Sullo stesso giornale Wolfang Munchau (in tre articoli del 24 e 31 marzo e del 7 aprile) ha sottolineato che la decisione di coinvolgere azionisti, obbligazionisti e depositanti non assicurati nel fallimento delle banche di Cipro sarebbe stata logica se l’eurozona avesse avuto un’unione bancaria. Non ci sarebbe stata allora alcuna “corsa agli sportelli” poiché le banche sarebbero state assicurate a livello centrale. Tuttavia, con ogni paese che rimane responsabile del proprio sistema bancario, Cipro non aveva altra scelta che di imporre, come ha fatto, controlli sui movimenti di capitale, riducendo così di molto la libertà di movimento dei depositanti. Tale mossa, destinata a restare a lungo, crea di fatto un euro di “serie B” – come ha sottolineato l’Economist – e spinge i depositanti a portare i soldi fuori dai paesi a rischio. Se Cipro prende una quota dei depositi, con l’assenso dell’Europa, perché non dovrebbero farlo in futuro Spagna e Italia?

Per quanto riguarda la Spagna, Munchau ricorda che, a parte i due istituti più grandi del paese, il sistema bancario è in stato di fallimento, anche dopo le recenti modeste iniezioni di capitale. Non è più quindi la bolla immobiliare al centro delle preoccupazioni, ma il fatto che, date le attuali politiche di austerità, la depressione dell’economia durerà per almeno un decennio e il collasso delle banche finirà per essere pagato anche da obbligazionisti e depositanti: le garanzie dello stato sui depositi finirebbero per far fallire lo stato stesso. L’Italia non è in condizioni migliori. Un debito pubblico al 130% del Pil è sostenibile solo con una crescita di almeno il 2%, oggi impensabile. E con due anni di recessione il rapporto potrebbe arrivare al 140% – come segnala Carlo Bastasin, sul Sole 24 ore del 5 aprile. La conclusione che si prospetta sulla base di queste analisi è l’insolvenza sul debito pubblico, restando all’interno della zona euro, oppure l’uscita dalla moneta unica.

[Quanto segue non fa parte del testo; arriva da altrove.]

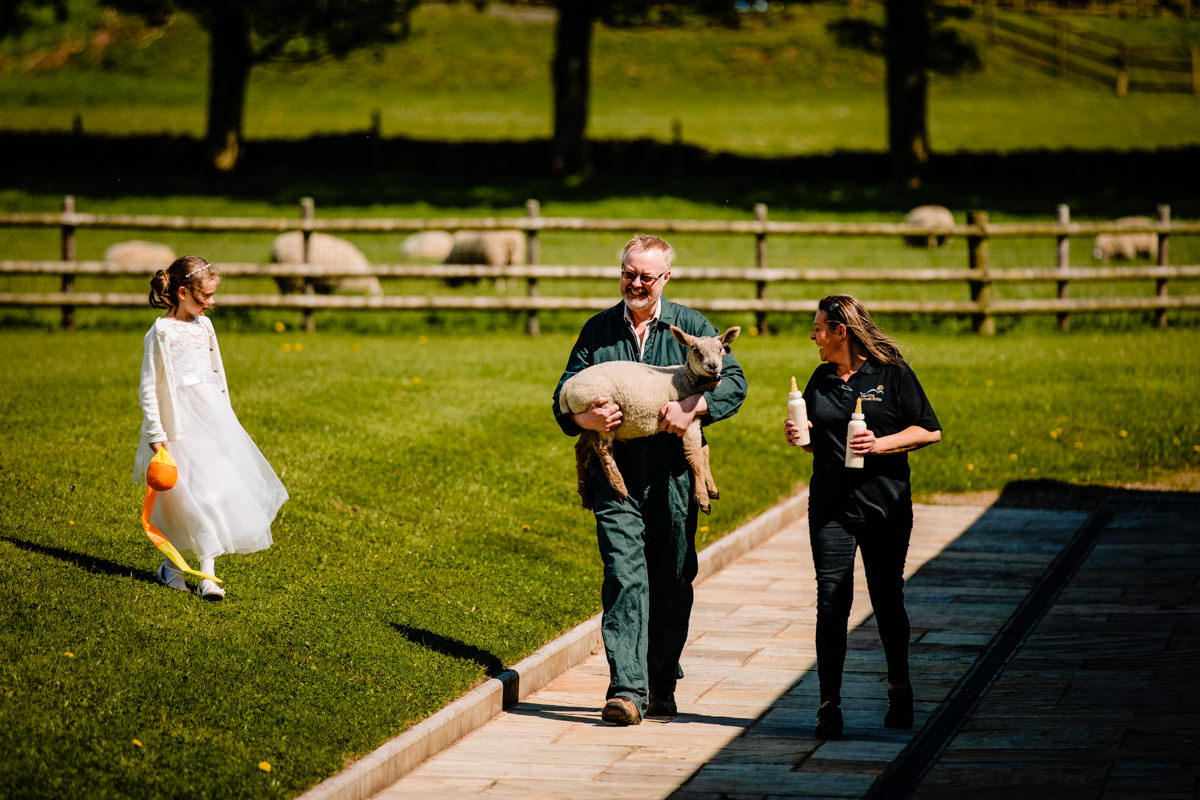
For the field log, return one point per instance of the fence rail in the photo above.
(1055, 44)
(978, 275)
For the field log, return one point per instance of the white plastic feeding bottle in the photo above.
(857, 422)
(797, 413)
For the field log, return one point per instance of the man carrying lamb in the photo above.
(647, 542)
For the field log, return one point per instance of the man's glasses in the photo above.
(647, 280)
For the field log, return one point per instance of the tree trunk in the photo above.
(571, 76)
(231, 59)
(906, 50)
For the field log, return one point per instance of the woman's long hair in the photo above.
(845, 310)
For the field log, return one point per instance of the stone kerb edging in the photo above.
(397, 757)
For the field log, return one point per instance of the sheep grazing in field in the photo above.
(325, 251)
(1127, 246)
(490, 247)
(427, 246)
(139, 252)
(641, 391)
(929, 216)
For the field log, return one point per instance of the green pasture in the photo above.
(432, 536)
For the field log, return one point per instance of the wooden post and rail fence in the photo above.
(979, 275)
(1055, 44)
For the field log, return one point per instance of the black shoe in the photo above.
(661, 705)
(899, 708)
(621, 710)
(828, 721)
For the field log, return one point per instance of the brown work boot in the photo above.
(661, 704)
(621, 710)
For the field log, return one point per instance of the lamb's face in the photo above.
(706, 353)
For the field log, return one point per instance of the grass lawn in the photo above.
(432, 535)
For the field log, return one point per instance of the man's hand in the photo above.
(677, 415)
(601, 416)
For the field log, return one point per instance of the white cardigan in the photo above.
(160, 421)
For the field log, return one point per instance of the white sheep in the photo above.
(1128, 246)
(641, 390)
(141, 252)
(327, 251)
(490, 247)
(929, 216)
(427, 246)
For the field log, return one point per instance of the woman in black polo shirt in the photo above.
(867, 509)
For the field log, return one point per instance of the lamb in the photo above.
(139, 252)
(641, 391)
(490, 247)
(327, 251)
(929, 216)
(1127, 246)
(427, 246)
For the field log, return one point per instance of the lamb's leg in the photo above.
(701, 480)
(713, 494)
(603, 449)
(583, 449)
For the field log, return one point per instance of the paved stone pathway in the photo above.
(1099, 701)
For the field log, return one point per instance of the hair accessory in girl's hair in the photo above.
(161, 476)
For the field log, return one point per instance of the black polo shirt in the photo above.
(893, 400)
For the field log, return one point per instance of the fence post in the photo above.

Certo, la crisi di paesi come Spagna e Italia potrebbe arrivare tra qualche anno – l’eurozona ha mostrato di saper usare le tattiche dilatorie – ma potrebbe essere evitata solo con misure radicali, su cui convergono ormai varie voci della grande stampa finanziaria: una vera unione bancaria; una mutualizzazione – anche limitata – del debito pubblico a livello europeo; una fornitura diretta di credito alle imprese da parte della Bce (o della Banca europea degli investimenti: ora le medie imprese italiane pagano interessi bancari del 10%, il doppio che in Germania). Ma, in particolare per l’Italia, è necessario un rapido intervento della politica, che riesca a far uscire l’economia dalla recessione e avviare un nuovo sviluppo. Tutto questo è assai poco probabile che si realizzi, ma le conseguenze delle mancate azioni potrebbero essere drammatiche.